Tips for Choosing Your Real Estate Agent

A quick internet search will show you tons of qualified professionals from which to choose. In your effort to narrow the search, you may get frustrated, or tempted to go with a recommendation from family or friends. Don’t jump to a conclusion too fast. The circumstances are different now, so you need to pick based on a focus on your upcoming divorce. Stick to these characteristics and you will be on the right path with the right professional.

  1. There are two facets to experience. The first is overall experience as a real estate professional. Secondly, you are looking for experience working with divorce situations. Some realtors have this listed on their website. You can narrow your search via the web by including divorce in your search.
  2. Divorce training. Similar to experience, there are specific seminars or training sessions that realtors can attend to help them work with divorcing couples and their property. If you find a large field of realtors that cite divorce experience, see if any cite relevant training to narrow the search further.
  3. Sales record. You want a realtor that knows how to make money selling houses. Sales record is really what counts. Look for someone who has a proven track record of sales, including sales in your neighborhood’s price range.
  4. Knowledge of the area. Remember, you are hiring this professional to help you sell your current marital home, but you may also want them to help you find that next home for your new life. Both areas require a solid understanding of the local market.
  5. Demonstrates no bias.
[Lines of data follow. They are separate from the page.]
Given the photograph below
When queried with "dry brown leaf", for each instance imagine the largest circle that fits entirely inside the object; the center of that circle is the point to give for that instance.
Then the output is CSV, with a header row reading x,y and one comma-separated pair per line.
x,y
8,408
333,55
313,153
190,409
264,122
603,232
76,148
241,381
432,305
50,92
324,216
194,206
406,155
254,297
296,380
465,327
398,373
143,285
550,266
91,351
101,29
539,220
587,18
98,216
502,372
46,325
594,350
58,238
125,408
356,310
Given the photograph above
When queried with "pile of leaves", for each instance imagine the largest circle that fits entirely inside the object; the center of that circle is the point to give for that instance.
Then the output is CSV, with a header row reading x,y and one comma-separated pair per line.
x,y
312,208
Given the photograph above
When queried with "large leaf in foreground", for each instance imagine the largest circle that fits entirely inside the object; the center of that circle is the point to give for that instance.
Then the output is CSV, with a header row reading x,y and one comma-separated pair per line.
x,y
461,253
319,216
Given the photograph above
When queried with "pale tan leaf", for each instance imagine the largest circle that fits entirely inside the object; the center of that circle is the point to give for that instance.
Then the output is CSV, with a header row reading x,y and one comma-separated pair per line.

More than likely, your professional will be working with both you and your ex to sell the home. You have a right to expect neutrality from your realtor, and so does your ex. So don’t plan to let your cousin’s husband handle the sale.
  6. Rapport. Just as with your lawyer, you need to be concerned about whether your realtor “fits” with you. You will be working with them often, reviewing many details about your home, and seeking a common approach to moving the home on the market. If the realtor doesn’t “fit” with you, the relationship and result will be unfavorable and stressful for you.

Emotions are going to wrap their way around so many decisions during divorce. Don’t let the headache of dividing the family home unnecessarily consume precious energy. Hire a realtor, get that burden off your shoulders and move on to the next issue.